Il Ministero dell’Agricoltura ha concesso il riconoscimento ufficiale al Consorzio di Tutela del Vermouth di Torino. Il provvedimento rafforza il ruolo dell’ente nella difesa dell’unica IGP del settore contro contraffazioni e usi impropri, e ne consolida il mandato per la promozione e valorizzazione di un’eccellenza che rappresenta un patrimonio economico e culturale.

Il Ministero dell’Agricoltura, della Sovranità Alimentare e delle Foreste ha ufficialmente riconosciuto il Consorzio di Tutela del Vermouth di Torino, segnando un traguardo fondamentale per la promozione e la tutela di questa eccellenza del Piemonte, il profumato vino aromatizzato con erbe e spezie, conosciuto in tutto il mondo. Tale provvedimento, come sottolinea il Ministro Francesco Lollobrigida, conferma l’impegno istituzionale a proteggere e promuovere le produzioni del territorio, rafforzando un sistema delle Indicazioni Geografiche che vale oltre 20 miliardi di euro alla produzione, e rappresenta il 16% dell’export agroalimentare italiano. 

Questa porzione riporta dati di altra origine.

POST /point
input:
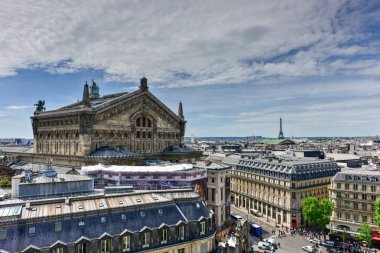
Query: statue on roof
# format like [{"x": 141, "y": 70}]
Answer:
[
  {"x": 94, "y": 90},
  {"x": 40, "y": 106}
]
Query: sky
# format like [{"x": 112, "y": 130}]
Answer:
[{"x": 238, "y": 66}]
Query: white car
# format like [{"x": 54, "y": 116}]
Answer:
[
  {"x": 308, "y": 249},
  {"x": 315, "y": 241}
]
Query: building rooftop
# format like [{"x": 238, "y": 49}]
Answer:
[{"x": 150, "y": 169}]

Questo riconoscimento segna un passo fondamentale per il Vermouth di Torino, che parte esclusivamente da Torino e dal Piemonte per essere formidabile ambasciatore di tradizione, territorio, convivialità, di un affascinante stile di vita. Viene così rafforzato il ruolo strategico del Consorzio nella difesa e promozione della IGP Vermouth/Vermut di Torino, assolutamente l’unica IGP riconosciuta per un vermouth.

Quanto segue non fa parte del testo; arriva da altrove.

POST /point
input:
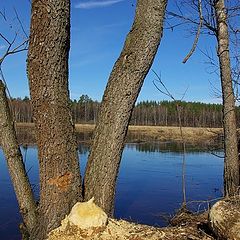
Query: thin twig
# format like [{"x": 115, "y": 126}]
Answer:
[{"x": 198, "y": 32}]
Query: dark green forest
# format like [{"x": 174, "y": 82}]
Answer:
[{"x": 155, "y": 113}]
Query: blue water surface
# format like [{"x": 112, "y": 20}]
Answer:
[{"x": 149, "y": 184}]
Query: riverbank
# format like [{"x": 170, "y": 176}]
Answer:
[{"x": 192, "y": 135}]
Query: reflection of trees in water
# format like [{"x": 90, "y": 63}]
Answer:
[
  {"x": 26, "y": 136},
  {"x": 168, "y": 147}
]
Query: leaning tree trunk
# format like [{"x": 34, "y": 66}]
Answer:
[
  {"x": 15, "y": 163},
  {"x": 231, "y": 165},
  {"x": 60, "y": 183},
  {"x": 119, "y": 98}
]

Il Consorzio avrà quindi tutti i titoli per operare in modo da assicurare che il nome di questa IGP sia usato correttamente e non venga impiegato in modo ingannevole, combattendo le contraffazioni, la concorrenza sleale, le imitazioni e gli usi impropri della denominazione che possano ingannare il consumatore o ledere i produttori. Oltre alla tutela, il Consorzio avrà anche il compito istituzionale della promozione e valorizzazione di questa produzione certificata IGP, un percorso che ha già intrapreso con attività realizzate in Italia e in molte parti del mondo.

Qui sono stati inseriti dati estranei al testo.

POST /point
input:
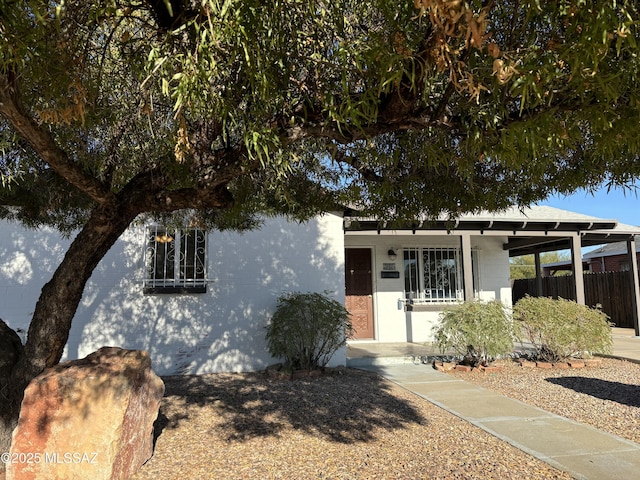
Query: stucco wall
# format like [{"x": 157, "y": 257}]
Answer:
[
  {"x": 391, "y": 322},
  {"x": 219, "y": 331}
]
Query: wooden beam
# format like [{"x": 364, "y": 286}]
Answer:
[
  {"x": 467, "y": 266},
  {"x": 576, "y": 258},
  {"x": 538, "y": 274}
]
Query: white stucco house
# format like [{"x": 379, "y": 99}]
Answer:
[{"x": 199, "y": 301}]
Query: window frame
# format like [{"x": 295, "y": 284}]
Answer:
[
  {"x": 168, "y": 272},
  {"x": 420, "y": 278}
]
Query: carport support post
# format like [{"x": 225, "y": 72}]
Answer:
[
  {"x": 467, "y": 266},
  {"x": 576, "y": 258},
  {"x": 633, "y": 266},
  {"x": 538, "y": 275}
]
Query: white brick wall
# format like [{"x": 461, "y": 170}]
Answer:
[{"x": 222, "y": 330}]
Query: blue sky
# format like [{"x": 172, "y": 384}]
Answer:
[{"x": 616, "y": 204}]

L’iter per giungere a questo traguardo è frutto di un lungo lavoro di Roberto Bava, Presidente del Consorzio dalla sua creazione fino a questo 3 ottobre, e del Direttore Pierstefano Berta, sostenuti dalla preziosa collaborazione di Federvini, in particolare dal suo direttore, Gabriele Castelli.

Il Consorzio, oggi presieduto da Bruno Malavasi, affiancato dai Vicepresidenti Roberto Bava e Giorgio Castagnotti, viene così accreditato come rappresentante riconosciuto di tutta una filiera che ha un grande peso: importanti multinazionali con stabilimenti sul territorio, realtà produttive medie e piccole, aziende storiche e recenti, esponenti della filiera delle erbe aromatiche. Il Consorzio si presenta quindi come entità autorevole preposta a difendere gli interessi collettivi della IGP tutelata. Si fa portavoce delle esigenze del proprio settore presso le istituzioni, garantendo un sistema aperto, in linea con i principi di trasparenza previsti dalla normativa.

Con il riconoscimento del MASAF, il Consorzio del Vermouth di Torino, viene ufficialmente identificato come custode e garante di un importante patrimonio culturale, sociale ed economico.

Il neopresidente Bruno Malavasi dichiara: “Salutiamo con grande soddisfazione il riconoscimento del Consorzio del Vermouth di Torino che, come giustamente evidenziato nel comunicato del MASAF, rappresenta il primo vino aromatizzato a ottenere una tutela di questo livello. E’ doveroso riconoscere il merito di questo fondamentale risultato al grande lavoro fatto negli scorsi anni dal past-president Roberto Bava e dal direttore Pierstefano Berta. Uno sprone in più per tutti noi in questa nuova fase di crescita”.


Punti chiave

  1. Riconoscimento ufficiale dal Ministero per il Consorzio di Tutela del Vermouth di Torino, ora custode e garante dell’IGP.
  2. Maggiore tutela contro le contraffazioni e la concorrenza sleale, garantendo al consumatore l’autenticità del prodotto piemontese.
  3. Promozione e valorizzazione dell’IGP come compito istituzionale, per rafforzare la presenza di questa eccellenza in Italia e nel mondo.
  4. Un traguardo raggiunto grazie al lavoro del past-president Roberto Bava, che ora passa il testimone al neopresidente Bruno Malavasi.